Em 1944, Karl Polanyi formulou uma tese original e provocadora a respeito desta contradição do sistema mundial e do seu impacto dentro das sociedades nacionais. Polanyi identifica um “duplo movimento” na história do capitalismo, provocado pela ação de dois princípios universais do sistema. Um, seria o “princípio do liberalismo” econômico que move a globalização ou universalização permanente dos mercados auto-regulados. E o outro, seria o princípio da “autoproteção social” que aparece como uma reação defensiva e nacional das “substâncias sociais ameaçadas pelos mercados”. (Polanyi [1944], 1980: 164). Muitos interpretam o “duplo movimento” de Polanyi como se fosse uma seqüência no tempo ou como se tratasse de um movimento pendular ao longo da história. Do nosso ponto de vista , entretanto, se trata, uma vez mais, de uma relação dialética entre o nacional e o internacional, o econômico e o político, entre o curto prazo das lutas sociais e o longo prazo das grandes transformações mundiais. (Fiori, 1999, p:63) As resistências que acabam paralisando e corrigindo a expansão entrópica dos mercados auto-regulados nascem de dentro da própria expansão mercantil, se manifestam nos interstícios do mundo liberal, e se fortalecem com a destruição que os mercados desregulados produzem, no longo prazo, no mundo do trabalho, da terra, do dinheiro e da própria capacidade produtiva das nações.

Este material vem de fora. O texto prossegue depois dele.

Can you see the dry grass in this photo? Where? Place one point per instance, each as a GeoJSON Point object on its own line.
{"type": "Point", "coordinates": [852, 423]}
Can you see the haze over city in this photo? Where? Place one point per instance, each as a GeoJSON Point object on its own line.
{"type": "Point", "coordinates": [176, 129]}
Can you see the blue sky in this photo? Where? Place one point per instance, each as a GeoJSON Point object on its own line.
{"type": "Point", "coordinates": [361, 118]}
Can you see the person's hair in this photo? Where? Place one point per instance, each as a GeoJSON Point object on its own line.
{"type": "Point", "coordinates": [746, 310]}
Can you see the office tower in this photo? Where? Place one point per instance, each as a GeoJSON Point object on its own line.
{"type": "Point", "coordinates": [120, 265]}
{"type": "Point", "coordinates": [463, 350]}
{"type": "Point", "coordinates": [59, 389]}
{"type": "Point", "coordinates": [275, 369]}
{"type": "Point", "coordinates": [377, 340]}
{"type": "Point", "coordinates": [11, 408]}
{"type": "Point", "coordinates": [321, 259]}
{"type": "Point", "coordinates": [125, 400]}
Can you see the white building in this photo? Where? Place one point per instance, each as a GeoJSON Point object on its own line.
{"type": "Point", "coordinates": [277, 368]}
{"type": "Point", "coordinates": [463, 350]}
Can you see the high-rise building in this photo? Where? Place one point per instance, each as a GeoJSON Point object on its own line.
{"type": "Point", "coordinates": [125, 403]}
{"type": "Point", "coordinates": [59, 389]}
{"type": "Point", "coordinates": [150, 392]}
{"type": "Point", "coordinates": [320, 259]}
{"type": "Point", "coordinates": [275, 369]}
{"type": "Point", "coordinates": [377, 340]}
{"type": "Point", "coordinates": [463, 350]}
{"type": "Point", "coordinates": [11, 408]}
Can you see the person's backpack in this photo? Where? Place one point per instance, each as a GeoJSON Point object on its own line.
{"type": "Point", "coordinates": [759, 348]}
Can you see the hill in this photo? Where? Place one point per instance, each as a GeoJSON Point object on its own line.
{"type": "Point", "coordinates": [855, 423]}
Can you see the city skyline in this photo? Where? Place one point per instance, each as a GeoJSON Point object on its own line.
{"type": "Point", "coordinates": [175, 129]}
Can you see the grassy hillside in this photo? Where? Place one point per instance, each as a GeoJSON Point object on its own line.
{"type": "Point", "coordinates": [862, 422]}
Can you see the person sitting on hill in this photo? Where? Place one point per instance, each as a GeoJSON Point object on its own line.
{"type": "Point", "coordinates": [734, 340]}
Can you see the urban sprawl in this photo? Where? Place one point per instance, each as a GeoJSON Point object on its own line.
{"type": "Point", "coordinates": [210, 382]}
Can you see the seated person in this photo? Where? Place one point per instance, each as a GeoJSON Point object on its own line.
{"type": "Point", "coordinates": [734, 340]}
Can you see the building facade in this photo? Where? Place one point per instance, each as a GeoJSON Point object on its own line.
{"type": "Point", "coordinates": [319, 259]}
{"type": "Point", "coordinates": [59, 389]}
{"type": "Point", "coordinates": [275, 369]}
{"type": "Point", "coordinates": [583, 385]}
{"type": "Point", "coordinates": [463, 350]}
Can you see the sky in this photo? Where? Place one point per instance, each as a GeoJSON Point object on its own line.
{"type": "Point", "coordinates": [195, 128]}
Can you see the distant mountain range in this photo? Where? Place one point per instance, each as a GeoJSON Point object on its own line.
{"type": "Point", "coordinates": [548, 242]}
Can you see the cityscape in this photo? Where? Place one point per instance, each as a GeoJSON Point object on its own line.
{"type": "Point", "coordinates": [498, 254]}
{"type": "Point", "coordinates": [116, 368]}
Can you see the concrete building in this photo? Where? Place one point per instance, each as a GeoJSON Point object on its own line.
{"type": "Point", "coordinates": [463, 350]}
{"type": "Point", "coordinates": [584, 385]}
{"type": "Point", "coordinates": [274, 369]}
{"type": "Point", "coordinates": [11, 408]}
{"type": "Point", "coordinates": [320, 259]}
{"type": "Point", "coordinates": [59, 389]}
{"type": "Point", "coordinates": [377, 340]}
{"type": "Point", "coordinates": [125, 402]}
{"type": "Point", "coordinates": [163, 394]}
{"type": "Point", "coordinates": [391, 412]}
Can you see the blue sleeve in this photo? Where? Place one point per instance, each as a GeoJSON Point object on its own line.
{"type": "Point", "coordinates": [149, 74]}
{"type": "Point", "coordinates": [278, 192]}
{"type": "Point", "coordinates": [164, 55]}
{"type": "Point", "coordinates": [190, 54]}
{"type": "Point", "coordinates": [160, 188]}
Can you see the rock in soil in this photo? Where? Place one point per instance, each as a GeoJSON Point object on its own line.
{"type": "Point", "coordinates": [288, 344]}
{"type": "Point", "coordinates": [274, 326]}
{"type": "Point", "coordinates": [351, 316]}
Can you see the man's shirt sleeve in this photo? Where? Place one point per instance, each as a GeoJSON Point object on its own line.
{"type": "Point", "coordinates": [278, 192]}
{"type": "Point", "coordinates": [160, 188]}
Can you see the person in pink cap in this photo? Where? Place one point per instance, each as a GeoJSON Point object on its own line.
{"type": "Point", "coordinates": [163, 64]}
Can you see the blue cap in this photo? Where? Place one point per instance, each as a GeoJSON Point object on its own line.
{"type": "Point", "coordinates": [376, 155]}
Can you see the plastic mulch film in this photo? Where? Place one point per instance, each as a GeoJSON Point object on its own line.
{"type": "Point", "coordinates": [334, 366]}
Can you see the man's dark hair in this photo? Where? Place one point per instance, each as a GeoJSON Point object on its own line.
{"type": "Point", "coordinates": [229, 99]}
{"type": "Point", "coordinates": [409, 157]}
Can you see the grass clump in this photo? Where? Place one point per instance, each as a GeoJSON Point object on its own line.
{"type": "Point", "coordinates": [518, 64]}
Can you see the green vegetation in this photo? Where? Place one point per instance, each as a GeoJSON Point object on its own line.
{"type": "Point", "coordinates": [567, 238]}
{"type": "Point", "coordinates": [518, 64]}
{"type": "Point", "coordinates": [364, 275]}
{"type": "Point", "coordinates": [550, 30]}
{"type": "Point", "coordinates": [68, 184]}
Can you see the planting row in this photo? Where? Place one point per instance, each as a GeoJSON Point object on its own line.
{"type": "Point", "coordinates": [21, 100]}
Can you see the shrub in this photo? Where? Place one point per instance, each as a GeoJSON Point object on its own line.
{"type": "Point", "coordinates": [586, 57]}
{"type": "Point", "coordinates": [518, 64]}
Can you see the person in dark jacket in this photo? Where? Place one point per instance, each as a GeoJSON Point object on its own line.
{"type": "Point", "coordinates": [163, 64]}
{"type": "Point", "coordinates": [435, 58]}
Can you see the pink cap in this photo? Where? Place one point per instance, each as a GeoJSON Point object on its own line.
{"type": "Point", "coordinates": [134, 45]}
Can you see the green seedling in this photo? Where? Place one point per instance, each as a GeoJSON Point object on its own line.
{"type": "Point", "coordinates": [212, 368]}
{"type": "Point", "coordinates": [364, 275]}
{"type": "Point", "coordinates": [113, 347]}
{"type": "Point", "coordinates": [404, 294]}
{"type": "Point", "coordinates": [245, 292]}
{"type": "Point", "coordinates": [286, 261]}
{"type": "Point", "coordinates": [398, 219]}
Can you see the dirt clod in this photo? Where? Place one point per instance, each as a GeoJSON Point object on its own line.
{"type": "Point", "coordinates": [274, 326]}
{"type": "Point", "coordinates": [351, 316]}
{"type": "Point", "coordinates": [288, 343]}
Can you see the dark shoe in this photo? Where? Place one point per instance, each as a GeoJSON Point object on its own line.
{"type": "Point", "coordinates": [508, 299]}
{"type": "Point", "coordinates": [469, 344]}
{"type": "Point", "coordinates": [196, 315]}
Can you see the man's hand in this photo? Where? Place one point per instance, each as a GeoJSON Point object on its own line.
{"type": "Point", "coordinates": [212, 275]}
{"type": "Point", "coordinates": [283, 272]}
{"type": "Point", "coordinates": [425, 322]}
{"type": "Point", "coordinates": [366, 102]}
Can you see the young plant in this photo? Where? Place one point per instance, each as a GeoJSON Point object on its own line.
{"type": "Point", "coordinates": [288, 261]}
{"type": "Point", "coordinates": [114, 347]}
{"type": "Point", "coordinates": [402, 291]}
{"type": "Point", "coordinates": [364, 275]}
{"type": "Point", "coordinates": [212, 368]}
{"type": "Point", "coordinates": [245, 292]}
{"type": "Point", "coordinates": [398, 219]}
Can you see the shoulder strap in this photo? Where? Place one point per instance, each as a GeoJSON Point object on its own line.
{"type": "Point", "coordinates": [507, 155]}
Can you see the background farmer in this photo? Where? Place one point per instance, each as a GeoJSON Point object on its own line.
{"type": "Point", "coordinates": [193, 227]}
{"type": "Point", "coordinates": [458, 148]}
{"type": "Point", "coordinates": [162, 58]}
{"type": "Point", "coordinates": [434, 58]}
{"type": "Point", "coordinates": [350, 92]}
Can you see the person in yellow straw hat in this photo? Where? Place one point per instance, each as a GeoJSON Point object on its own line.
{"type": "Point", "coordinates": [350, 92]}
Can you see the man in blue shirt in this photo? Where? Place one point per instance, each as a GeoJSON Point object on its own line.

Segundo Polanyi, foi isto que ocorreu na Europa, entre os séculos XIX e o XX, quando nasce e se expande um movimento simultâneo de defesa nacional e social contra o “moinho satânico” dos mercados desregulados, o movimento que está na origem macro-histórica dos grandes progressos democráticos, sociais e políticos, do pós II Guerra Mundial.

Polanyi não previu o retorno, no final do século XX, do “princípio do liberalismo” e da crença cega nos mercados auto-regulados. Do nosso ponto de vista, entretanto, não é impossível que a América Latina esteja vivendo o início de uma nova etapa de convergência entre as lutas nacionais e sociais dos povos menos favorecidos. A euforia liberal arrefeceu depois de 2000 e a guerra e o “poder das armas” voltaram ao epicentro do Sistema Mundial, ao mesmo tempo em que se multiplicam as novas formas de protecionismo das Grandes Potências econômicas. Mas à sombra imediata do poder global dos Estados Unidos, pode estar se abrindo um novo espaço e uma grande oportunidade para uma convergência “virtuosa” entre a ação “autoprotetora”, nacional ou regional, dos novos governos de esquerda latino-americanos, e a ação reivindicativa e mobilizadora dos movimentos sociais e partidos de esquerda que lutam na região, contra a desigualdade e a polarização da riqueza e da propriedade privada. Pelo menos, esta é a esperança que circula nas “veias abertas” deste continente, neste início do Século XXI.